In order to retain the high contiguity of the Flye assembly, whilst attempting to reduce its high duplication percentage, the Flye and Platanus-Allee assemblies were merged using QuickMerge. Some manual curation was also performed to bring back falsely removed contigs. This resulted in an assembly with a slightly lower completeness score of 96.5%, however, the duplication was reduced to 15.5% whilst preserving most of the long-length scaffolds produced using Flye. The assembly had a scaffold N50 of 67,653bp and a total of 59,284 scaffolds, 16 of which were >1 million bp.

A subsequent round of Purge Haplotigs brought the duplication score down to 4.6% whilst still maintaining a completeness of 95.6%. Scaffold N50 increased to 126,450bp and the total number of scaffolds was reduced to 15,009.

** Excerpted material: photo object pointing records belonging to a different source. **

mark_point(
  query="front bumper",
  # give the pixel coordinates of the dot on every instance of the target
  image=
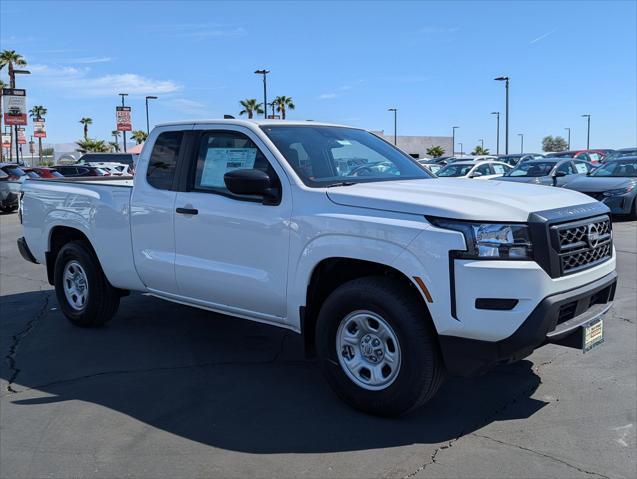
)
(556, 319)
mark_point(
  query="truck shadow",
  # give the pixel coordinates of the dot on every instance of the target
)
(225, 382)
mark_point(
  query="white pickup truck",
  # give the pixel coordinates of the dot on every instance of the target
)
(393, 277)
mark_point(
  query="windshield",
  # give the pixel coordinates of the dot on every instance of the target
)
(454, 169)
(326, 155)
(621, 168)
(535, 168)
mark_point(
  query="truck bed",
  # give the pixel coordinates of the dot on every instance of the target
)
(99, 208)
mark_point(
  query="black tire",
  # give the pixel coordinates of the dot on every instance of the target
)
(102, 299)
(421, 370)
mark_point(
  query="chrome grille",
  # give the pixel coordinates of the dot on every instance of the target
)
(583, 244)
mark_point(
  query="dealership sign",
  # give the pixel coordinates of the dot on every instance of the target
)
(122, 114)
(14, 105)
(39, 130)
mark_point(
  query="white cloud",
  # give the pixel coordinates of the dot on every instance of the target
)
(79, 82)
(541, 37)
(89, 60)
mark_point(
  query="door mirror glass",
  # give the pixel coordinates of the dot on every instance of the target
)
(251, 182)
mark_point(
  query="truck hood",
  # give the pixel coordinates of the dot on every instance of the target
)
(456, 198)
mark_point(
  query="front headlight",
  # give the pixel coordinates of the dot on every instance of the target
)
(619, 191)
(491, 240)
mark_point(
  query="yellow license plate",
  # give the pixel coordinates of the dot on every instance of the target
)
(593, 335)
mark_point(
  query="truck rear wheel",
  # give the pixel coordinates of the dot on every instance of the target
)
(85, 296)
(377, 347)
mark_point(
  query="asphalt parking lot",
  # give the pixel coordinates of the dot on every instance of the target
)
(169, 391)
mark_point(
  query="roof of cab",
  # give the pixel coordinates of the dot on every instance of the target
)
(250, 123)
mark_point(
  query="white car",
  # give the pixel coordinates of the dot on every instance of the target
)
(478, 169)
(393, 277)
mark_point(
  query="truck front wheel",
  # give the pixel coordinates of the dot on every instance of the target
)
(85, 296)
(377, 347)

This draft assembly was next used for scaffolding with Hi-C data using the 3D-DNA de novo genome assembly pipeline. This increased the scaffold N50 to 87,361,475 bp, with 5 scaffolds > 10 million bp. The total number of scaffolds was reduced to 11,549, with 6 chromosomal-level scaffolds, numbered by sequence length. There is currently no karyotypic information for S. rueppellii to confirm the correct number of chromosomes, however, this value corresponds to a cytogenetic analysis of Eristalis tenax which had 6 chromosomes. The BUSCO completeness score was reduced to 94.6%, however, a round of Pilon error polishing brought this back up to 96.4% (subsequent rounds of Pilon worsened the BUSCO score). A final run with Purge Haplotigs reduced duplication from 4% to 3%.

FINAL RESULTS


Number of scaffolds: 8,476

BUSCO: C:96.0%[S:93.0%,D:3.0%], F:1.2%,M:2.8%

Total size of scaffolds: 537,631,316 bp

Longest scaffold: 125,413,692 bp

N50 scaffold length: 87,097,991 bp

Number of N’s: 56,988,920

Genes: 14,249

Gene BUSCO: 87.3%


Comments

PhD project output focusing upon predators of agricultural pest species.